Our bodies all have an internal biological clock called our circadian rhythm.  The circadian rhythm regulates when we are sleepy and when we are awake.  Our circadian rhythm responds to light and dark signals.  It’s a complex process, but to put it simply, light cues can alter our biological clock, causing us to feel awake when we should be feeling sleepy.  The best way to help ourselves get more sleep is to be aware that the light coming from our computer screens, phone screens, TV screens, etc. is affecting how sleepy we feel.  About an hour before you plan to go to bed, start turning the screens off, or lowering their brightness.  Then about a half-hour before you plan to go to bed, lower the overhead lights in your bedroom, or turn them off completely and just have on a low-lit table lamp.  This lowering of the lights helps to mimic a sunset and helps you to feel sleepy.  (There are alarm clocks that you can buy that will slowly dim the light as you approach your sleep time, and then slowly light up at the time you set the alarm to wake up.  This makes it easier to wake up, and is much less jarring than a loud alarm noise in the dark.  I highly recommend them, I have one and I love it!)

Room Temperature
It’s tempting to pile on the blankets and want our beds to feel super cozy, but we actually sleep better when the temperature is cool. This doesn’t mean that the room should be freezing, because being too cold will wake you up, but when things are on the cool side we tend to have less disrupted sleep.

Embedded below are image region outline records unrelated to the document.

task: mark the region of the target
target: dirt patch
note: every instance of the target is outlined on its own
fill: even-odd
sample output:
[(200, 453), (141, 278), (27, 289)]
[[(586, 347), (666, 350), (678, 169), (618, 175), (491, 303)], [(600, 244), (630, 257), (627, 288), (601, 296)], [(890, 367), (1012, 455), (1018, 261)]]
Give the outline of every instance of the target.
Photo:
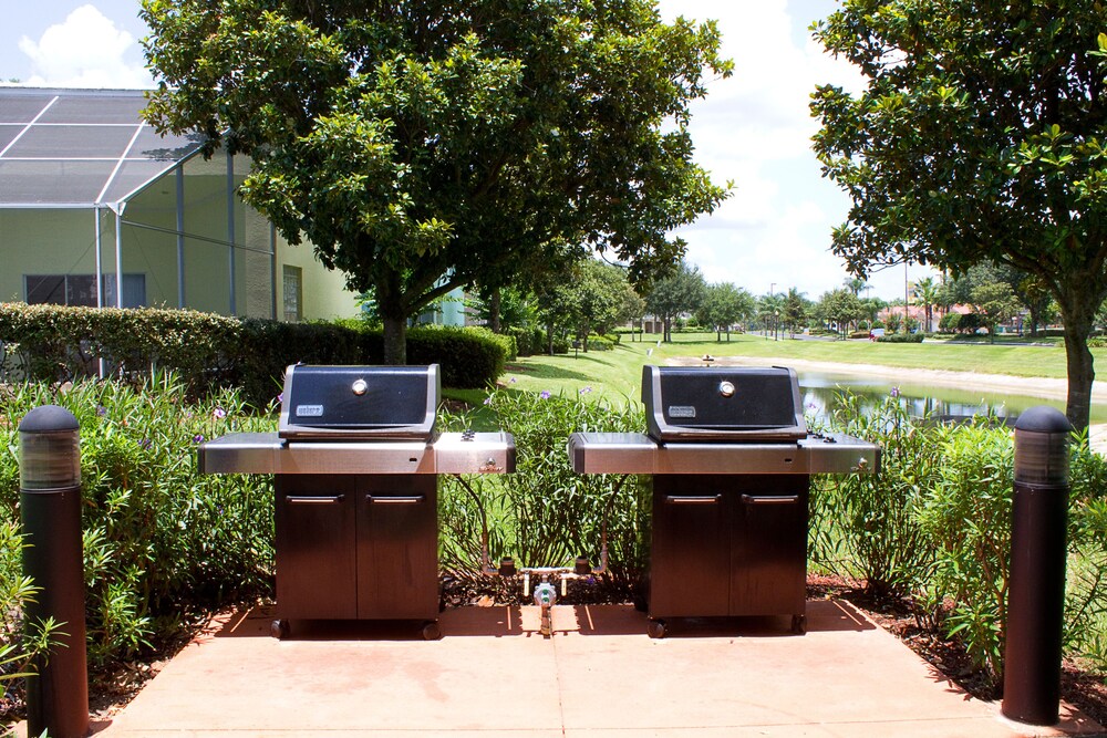
[[(921, 627), (911, 604), (901, 600), (875, 600), (856, 583), (837, 578), (809, 576), (809, 597), (845, 600), (898, 637), (920, 657), (976, 699), (1002, 697), (999, 686), (979, 669), (961, 644)], [(1094, 674), (1068, 661), (1062, 664), (1061, 697), (1101, 726), (1107, 726), (1107, 675)]]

One way to guarantee that you won’t fall asleep is to put your head on the pillow while thinking of everything you have to do the next day.  If you need to do this, do it before getting into bed.  For many people, it is helpful to read for a few minutes before turning out the light.  Read something for fun that is entertaining, but not so engrossing that you won’t want to put it down.  After you finish reading, lie down and close your eyes, continuing to think about the characters and the story that you just read.  Let your thoughts drift there, until you drift off to sleep.